We’ve got an Oracle 11g installation that is starting to get big. This database is the backend to a parallel optimization system running on a cluster. Input to the process is contained in the database along with output from the optimization steps. The input includes rote configuration data and some binary files (using 11g’s SecureFiles). The output includes 1D, 2D, 3D, and 4D data currently stored in the DB.
DB Structure:
/* Metadata tables */
Case(CaseId, DeleteFlag, ...) On Delete Cascade CaseId
OptimizationRun(OptId, CaseId, ...) On Delete Cascade OptId
OptimizationStep(StepId, OptId, ...) On Delete Cascade StepId
/* Data tables */
Files(FileId, CaseId, Blob) /* deletes are near instantateous here */
/* Data per run */
OnedDataX(OptId, ...)
TwoDDataY1(OptId, ...) /* packed representation of a 1D slice */
/* Data not only per run, but per step */
TwoDDataY2(StepId, ...) /* packed representation of a 1D slice */
ThreeDDataZ(StepId, ...) /* packed representation of a 2D slice */
FourDDataZ(StepId, ...) /* packed representation of a 3D slice */
/* ... About 10 or so of these tables exist */
A reaper script comes around daily and looks for cases with the DeleteFlag = 1 and proceeds with the DELETE FROM Case WHERE DeleteFlag = 1, allowing the cascades to continue.

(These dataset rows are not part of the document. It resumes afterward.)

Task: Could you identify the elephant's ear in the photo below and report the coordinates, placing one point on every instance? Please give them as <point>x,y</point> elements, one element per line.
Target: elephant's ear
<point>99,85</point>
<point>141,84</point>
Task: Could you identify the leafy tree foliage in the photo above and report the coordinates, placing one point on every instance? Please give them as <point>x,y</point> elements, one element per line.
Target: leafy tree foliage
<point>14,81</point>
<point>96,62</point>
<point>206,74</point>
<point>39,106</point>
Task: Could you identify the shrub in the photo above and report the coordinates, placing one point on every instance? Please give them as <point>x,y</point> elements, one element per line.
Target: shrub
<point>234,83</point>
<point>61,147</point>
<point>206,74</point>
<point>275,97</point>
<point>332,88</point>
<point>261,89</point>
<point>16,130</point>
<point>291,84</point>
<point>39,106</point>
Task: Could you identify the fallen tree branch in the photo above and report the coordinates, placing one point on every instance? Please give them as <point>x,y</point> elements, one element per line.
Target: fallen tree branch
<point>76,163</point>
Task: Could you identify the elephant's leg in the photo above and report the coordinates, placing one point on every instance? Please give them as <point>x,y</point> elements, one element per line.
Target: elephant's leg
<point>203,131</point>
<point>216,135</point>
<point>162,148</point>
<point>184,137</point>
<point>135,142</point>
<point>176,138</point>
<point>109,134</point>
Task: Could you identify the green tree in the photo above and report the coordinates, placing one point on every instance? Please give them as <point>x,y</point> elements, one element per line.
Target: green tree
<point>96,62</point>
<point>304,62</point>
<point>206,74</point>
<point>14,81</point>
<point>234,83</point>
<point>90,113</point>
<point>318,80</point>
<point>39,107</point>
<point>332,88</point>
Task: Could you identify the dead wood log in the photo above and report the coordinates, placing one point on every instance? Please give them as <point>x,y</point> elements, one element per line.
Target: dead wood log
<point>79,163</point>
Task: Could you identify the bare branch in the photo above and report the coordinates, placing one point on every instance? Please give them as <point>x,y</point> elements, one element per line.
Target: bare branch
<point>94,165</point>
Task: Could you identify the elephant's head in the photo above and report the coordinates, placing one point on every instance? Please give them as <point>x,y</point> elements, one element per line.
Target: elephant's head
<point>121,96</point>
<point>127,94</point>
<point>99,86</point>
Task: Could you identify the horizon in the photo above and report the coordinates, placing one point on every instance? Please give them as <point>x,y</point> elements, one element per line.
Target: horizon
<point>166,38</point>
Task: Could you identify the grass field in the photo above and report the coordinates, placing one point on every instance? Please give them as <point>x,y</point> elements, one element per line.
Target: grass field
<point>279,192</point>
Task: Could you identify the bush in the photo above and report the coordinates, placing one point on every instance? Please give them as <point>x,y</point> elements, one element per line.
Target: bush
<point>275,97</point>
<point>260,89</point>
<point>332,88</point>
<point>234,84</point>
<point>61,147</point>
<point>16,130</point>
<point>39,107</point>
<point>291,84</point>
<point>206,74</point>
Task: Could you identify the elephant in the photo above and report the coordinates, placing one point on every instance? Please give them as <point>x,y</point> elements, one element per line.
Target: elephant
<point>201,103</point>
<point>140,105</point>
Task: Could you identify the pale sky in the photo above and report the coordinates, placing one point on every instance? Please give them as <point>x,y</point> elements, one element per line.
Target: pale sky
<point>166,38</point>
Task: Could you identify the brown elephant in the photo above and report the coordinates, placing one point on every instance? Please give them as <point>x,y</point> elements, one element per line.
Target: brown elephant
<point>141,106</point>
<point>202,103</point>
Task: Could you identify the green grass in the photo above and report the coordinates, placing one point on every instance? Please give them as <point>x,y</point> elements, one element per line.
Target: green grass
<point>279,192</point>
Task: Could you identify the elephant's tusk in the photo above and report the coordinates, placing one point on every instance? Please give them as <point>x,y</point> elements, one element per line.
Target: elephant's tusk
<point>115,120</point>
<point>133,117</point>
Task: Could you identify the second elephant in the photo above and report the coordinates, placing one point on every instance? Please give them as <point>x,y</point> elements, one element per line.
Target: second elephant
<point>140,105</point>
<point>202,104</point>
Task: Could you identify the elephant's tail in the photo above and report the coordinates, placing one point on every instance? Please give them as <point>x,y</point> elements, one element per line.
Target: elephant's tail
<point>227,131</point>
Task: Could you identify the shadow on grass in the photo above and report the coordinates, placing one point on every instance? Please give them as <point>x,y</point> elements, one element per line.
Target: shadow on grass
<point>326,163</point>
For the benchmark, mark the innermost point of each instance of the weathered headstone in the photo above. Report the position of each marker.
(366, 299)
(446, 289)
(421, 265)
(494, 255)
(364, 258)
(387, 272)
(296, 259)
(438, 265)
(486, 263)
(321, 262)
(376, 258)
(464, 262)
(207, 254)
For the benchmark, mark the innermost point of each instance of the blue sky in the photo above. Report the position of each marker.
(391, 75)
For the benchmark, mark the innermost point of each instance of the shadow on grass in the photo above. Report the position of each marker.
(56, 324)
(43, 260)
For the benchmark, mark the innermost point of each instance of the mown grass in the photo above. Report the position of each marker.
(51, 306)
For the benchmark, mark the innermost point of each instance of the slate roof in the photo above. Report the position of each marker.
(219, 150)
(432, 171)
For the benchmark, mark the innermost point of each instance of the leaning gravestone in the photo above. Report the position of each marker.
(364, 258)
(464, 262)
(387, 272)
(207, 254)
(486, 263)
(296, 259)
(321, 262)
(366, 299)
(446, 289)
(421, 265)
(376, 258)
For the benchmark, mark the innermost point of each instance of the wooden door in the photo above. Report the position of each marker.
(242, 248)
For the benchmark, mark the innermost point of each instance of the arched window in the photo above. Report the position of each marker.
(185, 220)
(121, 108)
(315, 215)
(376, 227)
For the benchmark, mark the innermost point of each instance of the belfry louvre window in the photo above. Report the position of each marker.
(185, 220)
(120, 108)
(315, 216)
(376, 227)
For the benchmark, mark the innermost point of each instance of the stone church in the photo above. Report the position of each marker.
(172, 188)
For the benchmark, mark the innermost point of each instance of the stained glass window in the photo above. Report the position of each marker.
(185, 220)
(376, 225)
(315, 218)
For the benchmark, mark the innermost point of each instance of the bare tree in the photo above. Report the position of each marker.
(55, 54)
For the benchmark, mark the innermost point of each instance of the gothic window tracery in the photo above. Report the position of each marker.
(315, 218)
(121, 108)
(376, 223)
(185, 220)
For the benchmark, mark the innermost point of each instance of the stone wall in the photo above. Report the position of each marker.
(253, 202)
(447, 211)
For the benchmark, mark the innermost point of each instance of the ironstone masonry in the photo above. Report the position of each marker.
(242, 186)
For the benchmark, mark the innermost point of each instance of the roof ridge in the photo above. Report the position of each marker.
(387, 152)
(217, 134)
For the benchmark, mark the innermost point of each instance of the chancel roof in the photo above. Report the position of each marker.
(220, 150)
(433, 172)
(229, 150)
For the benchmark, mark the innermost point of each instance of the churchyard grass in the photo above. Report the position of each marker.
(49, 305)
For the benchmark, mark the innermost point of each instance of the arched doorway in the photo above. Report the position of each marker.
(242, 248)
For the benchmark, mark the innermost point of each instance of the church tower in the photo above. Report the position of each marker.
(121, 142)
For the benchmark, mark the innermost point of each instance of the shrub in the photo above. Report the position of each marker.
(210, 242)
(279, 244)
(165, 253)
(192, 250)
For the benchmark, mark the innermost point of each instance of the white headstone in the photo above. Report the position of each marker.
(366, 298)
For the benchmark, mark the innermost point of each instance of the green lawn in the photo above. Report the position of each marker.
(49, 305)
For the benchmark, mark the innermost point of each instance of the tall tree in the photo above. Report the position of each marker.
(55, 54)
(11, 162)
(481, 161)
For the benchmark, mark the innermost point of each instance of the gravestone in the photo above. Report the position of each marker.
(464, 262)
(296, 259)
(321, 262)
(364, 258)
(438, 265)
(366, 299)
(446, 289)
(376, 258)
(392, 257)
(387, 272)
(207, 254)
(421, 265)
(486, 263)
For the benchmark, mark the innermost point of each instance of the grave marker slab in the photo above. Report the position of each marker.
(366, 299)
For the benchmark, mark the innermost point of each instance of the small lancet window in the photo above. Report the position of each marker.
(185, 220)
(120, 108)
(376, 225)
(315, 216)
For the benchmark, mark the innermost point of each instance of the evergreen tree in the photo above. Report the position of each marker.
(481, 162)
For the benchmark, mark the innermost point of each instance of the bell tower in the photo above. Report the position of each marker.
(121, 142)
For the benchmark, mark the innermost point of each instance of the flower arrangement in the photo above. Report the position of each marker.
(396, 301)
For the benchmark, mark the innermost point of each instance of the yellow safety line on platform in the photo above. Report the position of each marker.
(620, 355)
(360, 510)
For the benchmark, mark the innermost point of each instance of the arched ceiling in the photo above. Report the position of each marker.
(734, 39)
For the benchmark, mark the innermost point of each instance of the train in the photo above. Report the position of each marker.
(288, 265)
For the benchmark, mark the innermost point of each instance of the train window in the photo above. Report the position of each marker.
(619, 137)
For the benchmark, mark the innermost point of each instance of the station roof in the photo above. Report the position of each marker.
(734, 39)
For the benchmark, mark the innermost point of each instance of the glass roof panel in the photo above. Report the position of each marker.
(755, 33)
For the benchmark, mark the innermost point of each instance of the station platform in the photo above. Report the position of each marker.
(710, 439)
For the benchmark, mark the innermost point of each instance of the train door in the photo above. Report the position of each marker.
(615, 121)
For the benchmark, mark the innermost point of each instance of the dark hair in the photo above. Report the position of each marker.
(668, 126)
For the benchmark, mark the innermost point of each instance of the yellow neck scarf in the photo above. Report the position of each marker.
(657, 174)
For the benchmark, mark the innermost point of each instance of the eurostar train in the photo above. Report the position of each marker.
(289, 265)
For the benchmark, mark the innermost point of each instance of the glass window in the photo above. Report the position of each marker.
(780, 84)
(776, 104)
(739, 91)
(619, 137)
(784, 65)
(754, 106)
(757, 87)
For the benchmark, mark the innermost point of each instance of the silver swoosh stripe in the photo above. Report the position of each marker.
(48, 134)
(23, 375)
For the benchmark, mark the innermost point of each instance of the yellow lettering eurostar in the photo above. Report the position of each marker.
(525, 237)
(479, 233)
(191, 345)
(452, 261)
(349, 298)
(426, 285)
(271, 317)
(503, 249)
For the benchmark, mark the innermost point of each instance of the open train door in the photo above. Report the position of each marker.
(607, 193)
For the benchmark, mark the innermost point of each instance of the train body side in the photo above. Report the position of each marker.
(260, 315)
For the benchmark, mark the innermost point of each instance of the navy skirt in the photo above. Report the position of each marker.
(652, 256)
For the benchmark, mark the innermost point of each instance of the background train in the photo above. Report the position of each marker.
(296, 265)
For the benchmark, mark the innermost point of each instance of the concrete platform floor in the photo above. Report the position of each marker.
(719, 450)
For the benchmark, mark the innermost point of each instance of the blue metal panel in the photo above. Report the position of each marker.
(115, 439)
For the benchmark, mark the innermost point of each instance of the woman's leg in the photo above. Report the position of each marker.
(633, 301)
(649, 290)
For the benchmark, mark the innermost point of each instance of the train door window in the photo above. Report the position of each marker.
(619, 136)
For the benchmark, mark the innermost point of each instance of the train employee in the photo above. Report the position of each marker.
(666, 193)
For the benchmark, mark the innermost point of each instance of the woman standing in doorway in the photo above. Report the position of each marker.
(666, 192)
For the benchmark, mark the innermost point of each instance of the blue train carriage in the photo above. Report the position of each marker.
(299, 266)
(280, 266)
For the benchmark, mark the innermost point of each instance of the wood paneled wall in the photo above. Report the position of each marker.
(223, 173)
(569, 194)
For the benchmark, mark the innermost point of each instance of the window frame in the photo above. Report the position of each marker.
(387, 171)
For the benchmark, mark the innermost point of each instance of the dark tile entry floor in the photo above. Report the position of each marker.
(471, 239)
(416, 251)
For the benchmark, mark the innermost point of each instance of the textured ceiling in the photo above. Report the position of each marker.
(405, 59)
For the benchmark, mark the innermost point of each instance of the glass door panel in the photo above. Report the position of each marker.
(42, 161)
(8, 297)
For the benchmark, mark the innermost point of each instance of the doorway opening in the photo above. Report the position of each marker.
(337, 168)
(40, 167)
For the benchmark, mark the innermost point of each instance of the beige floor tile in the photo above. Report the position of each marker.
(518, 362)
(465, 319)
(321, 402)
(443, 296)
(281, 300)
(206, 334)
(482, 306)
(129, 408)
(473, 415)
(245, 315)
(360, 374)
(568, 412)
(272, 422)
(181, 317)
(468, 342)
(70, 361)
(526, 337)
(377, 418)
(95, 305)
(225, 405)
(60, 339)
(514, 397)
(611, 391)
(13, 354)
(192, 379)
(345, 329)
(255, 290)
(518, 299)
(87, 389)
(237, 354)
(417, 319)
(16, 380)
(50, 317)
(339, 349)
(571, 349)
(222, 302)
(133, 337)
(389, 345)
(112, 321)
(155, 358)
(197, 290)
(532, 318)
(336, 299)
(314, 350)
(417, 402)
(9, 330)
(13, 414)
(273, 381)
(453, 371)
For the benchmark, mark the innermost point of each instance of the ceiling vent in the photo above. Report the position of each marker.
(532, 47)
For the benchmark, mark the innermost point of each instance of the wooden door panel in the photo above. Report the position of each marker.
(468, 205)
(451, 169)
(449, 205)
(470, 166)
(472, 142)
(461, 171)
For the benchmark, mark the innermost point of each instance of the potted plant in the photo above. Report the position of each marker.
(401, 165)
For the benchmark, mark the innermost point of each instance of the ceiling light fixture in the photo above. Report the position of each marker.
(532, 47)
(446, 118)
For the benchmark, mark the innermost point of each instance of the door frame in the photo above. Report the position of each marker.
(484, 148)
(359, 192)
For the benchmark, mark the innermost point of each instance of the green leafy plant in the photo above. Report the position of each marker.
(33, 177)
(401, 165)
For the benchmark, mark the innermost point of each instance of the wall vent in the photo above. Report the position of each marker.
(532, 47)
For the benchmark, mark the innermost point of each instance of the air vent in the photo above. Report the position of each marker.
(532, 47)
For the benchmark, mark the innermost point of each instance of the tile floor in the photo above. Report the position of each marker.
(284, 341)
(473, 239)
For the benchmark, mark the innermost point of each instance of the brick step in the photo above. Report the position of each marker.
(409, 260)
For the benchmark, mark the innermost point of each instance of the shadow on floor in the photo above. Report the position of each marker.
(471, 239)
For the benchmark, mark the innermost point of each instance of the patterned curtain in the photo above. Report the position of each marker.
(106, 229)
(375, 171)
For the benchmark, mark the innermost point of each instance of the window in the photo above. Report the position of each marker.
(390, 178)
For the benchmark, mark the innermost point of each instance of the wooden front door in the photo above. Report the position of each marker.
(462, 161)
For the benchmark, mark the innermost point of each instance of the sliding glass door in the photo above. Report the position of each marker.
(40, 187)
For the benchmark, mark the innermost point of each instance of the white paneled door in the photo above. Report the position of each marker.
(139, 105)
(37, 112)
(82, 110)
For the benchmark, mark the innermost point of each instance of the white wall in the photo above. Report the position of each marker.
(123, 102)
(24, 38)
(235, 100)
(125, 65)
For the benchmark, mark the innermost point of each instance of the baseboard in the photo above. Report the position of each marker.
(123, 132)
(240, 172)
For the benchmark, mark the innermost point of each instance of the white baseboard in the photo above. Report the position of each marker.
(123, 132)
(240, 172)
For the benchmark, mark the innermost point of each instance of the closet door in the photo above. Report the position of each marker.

This strategy works great for read/write, but is now outstripping our capabilities when we want to purge data! The rub is deleting a Case takes ~20-40 minutes depending on the size and often overloads our archiver space. The next major version of the product will take a “from the ground up” approach to solving the problem. The next minor release needs to stay within the confines of data stored in the database.
So, for the minor release we need an approach that can improve delete performance and at most require moderate changes to the database.
- REF Partitioning, but the question is HOW? I would love to do INTERVAL on
Caseand REF on the rest, but that isn’t supported. Is there some way to manually partitionOptimizationRunbyCaseIdthrough a trigger? - Disable archiving/redo logs for deletes? Couldn’t find a HINT to go with this one. Not sure it is even feasible.
Truncate? This likely would need some sorta complicated table setup. But maybe I’m not considering all of my option.(per answer, stricken)
To help illustrate the issue, the data in question per case ranges from 15MiB to 1.5GiB with anywhere from 20k to 2M rows.
Update: Current size of the DB is ~1.5TB.
Deleting data is a hell of a job, for the database. It has to create before images, update indexes, write redo logs and remove the data. This is a slow process. If you can have a window to perform this task, easiest and fastest is to build new tables, containing the wanted data. Drop the old tables and rename the new tables.
This requires some setup work, that is obvious but is very well possible to make.
One step less drastic is to drop the indexes before the delete takes place. My vote would go for CTAS (Create Table As Select from) and build the new tables.
A nice partitioning schema would certainly be helpful, maybe in the next release Oracle can combine interval and reference partitioning. It would be very nice to have.
Disabling logging …. can not be done for deletes but CTAS can use nologging. Make a backup when ready and make sure to transfer the datafiles to the standby database, if you have one.